The forthcoming restrictions, expected to be ratified this week, come in response to a marked uptick in the number of Kyrgyzstani firms engaged primarily in commerce with Russia. This heightened activity, involving the sale of sanctioned items manufactured in China and Europe, includes diverse products ranging from drones and aircraft components to advanced bomb electronics and precision optical devices, as per a high-ranking source.
As one seasoned insider divulged to the newspaper, “Kyrgyzstan, although small compared to other countries, is a clear example of how all factors simultaneously play a role in creating an unacceptably conducive environment for sanctions to be waived.”
The Washington Post report reveals trade documentation that shows a staggering 250% surge in exports from Kyrgyzstan to Russia in 2022. Interestingly, some goods, such as optical sights, had never been part of Kyrgyzstan’s export roster to Russia. The documents underscore that in February and March, Kyrgyz firms acquired considerable amounts of delicate electronics, including semiconductors and voltage amplifiers, from China and South Korea. Concurrently, an equivalent volume of similar electronic goods made its way from Kyrgyzstan to Russia, as corroborated by commercial paperwork.
In response to these allegations, the Kyrgyz embassy in Washington stressed its commitment to uphold international regulations and staunchly combat smuggling and other forms of illicit trade.
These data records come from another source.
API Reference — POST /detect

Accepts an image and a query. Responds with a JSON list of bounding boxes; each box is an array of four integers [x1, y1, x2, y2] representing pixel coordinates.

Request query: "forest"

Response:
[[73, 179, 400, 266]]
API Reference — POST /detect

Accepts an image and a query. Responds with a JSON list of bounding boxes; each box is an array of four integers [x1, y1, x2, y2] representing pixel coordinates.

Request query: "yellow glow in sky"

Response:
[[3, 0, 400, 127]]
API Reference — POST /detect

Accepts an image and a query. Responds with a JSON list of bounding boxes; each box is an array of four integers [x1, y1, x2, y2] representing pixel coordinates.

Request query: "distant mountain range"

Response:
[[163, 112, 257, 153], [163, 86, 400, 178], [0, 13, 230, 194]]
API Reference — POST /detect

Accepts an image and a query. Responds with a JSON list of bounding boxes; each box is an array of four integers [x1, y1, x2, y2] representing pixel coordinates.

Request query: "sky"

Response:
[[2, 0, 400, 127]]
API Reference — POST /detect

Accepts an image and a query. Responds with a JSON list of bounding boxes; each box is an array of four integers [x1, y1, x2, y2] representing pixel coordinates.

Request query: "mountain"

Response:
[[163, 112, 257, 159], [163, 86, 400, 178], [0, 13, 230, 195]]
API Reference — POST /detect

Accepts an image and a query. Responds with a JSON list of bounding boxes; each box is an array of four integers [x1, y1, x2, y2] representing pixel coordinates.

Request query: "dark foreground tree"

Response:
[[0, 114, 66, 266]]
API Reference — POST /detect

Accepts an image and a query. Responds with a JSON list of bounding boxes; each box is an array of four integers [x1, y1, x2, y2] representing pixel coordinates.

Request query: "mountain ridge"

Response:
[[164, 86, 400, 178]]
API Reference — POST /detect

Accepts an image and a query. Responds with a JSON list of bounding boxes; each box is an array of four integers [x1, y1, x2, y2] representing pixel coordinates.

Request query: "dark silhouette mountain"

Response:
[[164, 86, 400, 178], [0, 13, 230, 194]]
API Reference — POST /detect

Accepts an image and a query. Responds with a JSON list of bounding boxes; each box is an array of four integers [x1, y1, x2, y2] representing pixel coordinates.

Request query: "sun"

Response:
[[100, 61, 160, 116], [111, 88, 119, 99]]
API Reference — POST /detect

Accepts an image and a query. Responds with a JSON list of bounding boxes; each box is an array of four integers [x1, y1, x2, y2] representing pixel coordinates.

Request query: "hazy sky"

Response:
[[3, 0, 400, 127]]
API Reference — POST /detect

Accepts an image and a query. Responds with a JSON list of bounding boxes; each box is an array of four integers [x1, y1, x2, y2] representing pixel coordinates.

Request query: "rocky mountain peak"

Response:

The embassy attributes the trade boom with Russia to the progression of electronic systems, which monitor goods flowing across the country’s frontiers.
Acknowledging instances of sanctions breaches, the embassy underscored that detractors have overlooked the “real economic context”. In an official statement, the embassy noted, “Kyrgyzstan and Russia are members of the Eurasian Economic Union, and Russia in general is one of our main trading partners.”
In May 2023, the U.S. government slapped sanctions on 71 companies hailing from Russia, Armenia, and Kyrgyzstan, all deemed to be bolstering the Russian military-industrial complex. Tro.Ya, a firm supplying electronic, navigation equipment, and telecommunication components from Kyrgyz companies, was included in the list.
Ahead of this development, the Kyrgyz Foreign Minister, Jeenbek Kulubaev, avowed that Bishkek perceives no impediments to cooperation with Russia, reports Russian TASS, indicating that the nation’s interests supersede the threat of secondary sanctions from the West. This forthcoming intensification of U.S. economic measures is therefore destined to test Bishkek’s unwavering stance towards its alliance with Moscow.